For ease of access, here's the link: http://lparchive.org/Dwarf-Fortress-Boatmurdered/ You really need to read it to get into the right mindset for this game. Actually, have you even seen Dwarf Fortress before? It doesn't sound like you know anything about it.
I've never played it. If it's Singleplayer-compatible I might take a look. I'd need to know the genre and the gameplay gimmick, though.
It's only single-player. People play multi-player by sending saves every x in-game months or years to the next player on the list and then getting their own save with a few years having passed. That is what Clockwork Empires' multi-player was inspired by.
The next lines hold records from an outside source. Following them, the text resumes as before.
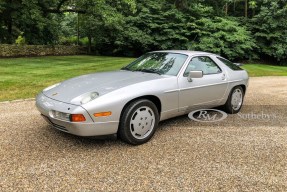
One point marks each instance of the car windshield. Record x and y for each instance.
(161, 63)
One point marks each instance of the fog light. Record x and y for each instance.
(60, 115)
(103, 114)
(77, 118)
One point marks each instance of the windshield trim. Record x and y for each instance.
(169, 52)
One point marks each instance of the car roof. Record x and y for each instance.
(186, 52)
The gimmick? O, only that it´s the most detailed world simulation to date, with bodies being simulated down to single layers of skin. ANd that every world is created with tens of thousands of individuals with thier own history. And that you can build a fuckton of things... One simulated an ingame tabulator with a system of pumps... Gnere: Strategy, Roleplaying, Managment
Yep it is. I've never managed to get into it, UI turned me away after dabbling in it for a few minutes. It also displays information in a horrible way, and the controls are from 1984 or something. Still, it's a great game and I love reading about it, so many hilarious things can happen. I'm reading Boatmurdered right now
The players wrote what happened, and made screenshots for big things, like invasions, thieves, projects and so on. Videos are not included, but the commentary that they wrote is really great.
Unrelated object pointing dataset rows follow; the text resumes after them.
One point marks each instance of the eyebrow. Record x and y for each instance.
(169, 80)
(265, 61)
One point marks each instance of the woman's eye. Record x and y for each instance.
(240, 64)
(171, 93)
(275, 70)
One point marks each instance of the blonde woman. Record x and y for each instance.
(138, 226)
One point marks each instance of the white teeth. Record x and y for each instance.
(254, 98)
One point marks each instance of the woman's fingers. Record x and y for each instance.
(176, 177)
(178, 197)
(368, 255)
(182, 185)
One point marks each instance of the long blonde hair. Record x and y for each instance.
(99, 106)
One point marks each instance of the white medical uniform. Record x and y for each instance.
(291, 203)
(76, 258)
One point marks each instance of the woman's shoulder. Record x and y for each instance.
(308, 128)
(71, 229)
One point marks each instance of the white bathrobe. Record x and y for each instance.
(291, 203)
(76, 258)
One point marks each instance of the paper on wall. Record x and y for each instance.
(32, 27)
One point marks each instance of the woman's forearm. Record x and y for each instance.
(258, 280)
Yeah, took me three tries over a course of several years till I was inteligent and experienced (as a gamer) enough to get it right. There are a few good guides that cover the basics, and the utilies that come with the noob package really help. For example dwarf therapist is an external program that lets you manage the jobs of the dwarfs on a way better interface. Never got around to the more complicated things like pump-systems, though. Man, I really hope that CE will have as much possibilities as DF with a better interface. But I think that´s the whole problem: I think DF can only simulate the world with such great detail because it doesn´t use fancy graphics. Before Spore it was unthinkable to even reder all the Horrors that could appear in DF. Therefore I really hope that CE will have a system that procedually creates creatures and animates them like Spore. There´s just nothing that compares to your dwarfes getting slaughtered by a near invincible platin blob that spits acid.
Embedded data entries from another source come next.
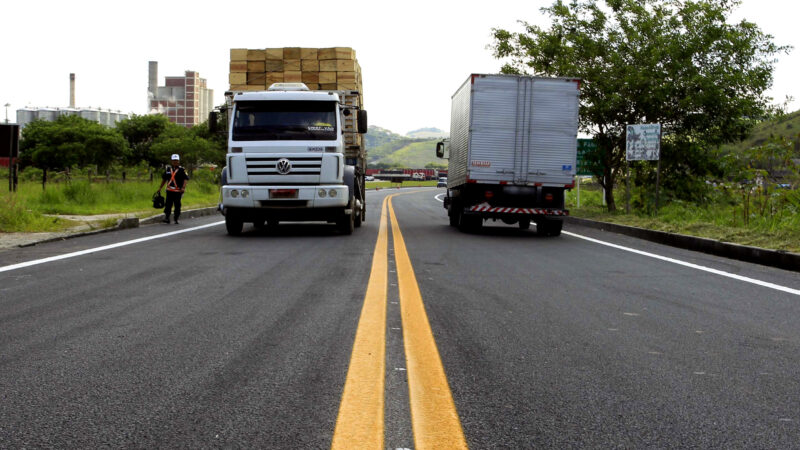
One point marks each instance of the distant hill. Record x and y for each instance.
(377, 136)
(389, 149)
(787, 126)
(427, 133)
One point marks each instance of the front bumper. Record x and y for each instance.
(307, 197)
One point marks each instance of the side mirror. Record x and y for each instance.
(362, 121)
(213, 116)
(440, 149)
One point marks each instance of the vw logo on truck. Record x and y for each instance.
(284, 166)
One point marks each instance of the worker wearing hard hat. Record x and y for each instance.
(175, 178)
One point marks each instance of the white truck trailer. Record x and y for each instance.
(291, 157)
(512, 151)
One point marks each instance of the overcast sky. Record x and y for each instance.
(413, 54)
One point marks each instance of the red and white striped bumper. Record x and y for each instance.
(484, 207)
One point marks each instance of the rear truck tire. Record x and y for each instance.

It's a written story with screenshots taken of the game shown, yes. Definitely worth the read. http://lparchive.org/Dwarf-Fortress-Boatmurdered/ ^^Clicky click^^
Adding to the reading list, a bit of my perspective: - Perdido Street Station, The Scar, Iron Council by China Mieville - Anti-Ice, The Time Ships by Stephen Baxter - A Colder War, The Laundry series (The Atrocity Archives, The Jennifer Morgue, The Fuller Memorandum) by Charles Stross - H. G. Wells and Jules Verne in general. And the viewing list: - Howl's Moving Castle, Laputa: Castle in the Sky, Nausicaa of the Valley of the Wind, Princess Monoke by Studio Ghibli (... hmm, yeah, we're basically all raging Hayao Miyazaki fans in one way or another.) Short game list: - Dwarf Fortress, obviously, by Tarn Adams - all the city builders by Impressions etc (Caesar 2 & 3, Emperor: Rise of the Middle Kingdom, so on) - Victoria by Paradox Interactive - Sim games in general (Sim City, Sims) by Maxis Maybe I'll add more as I think of them.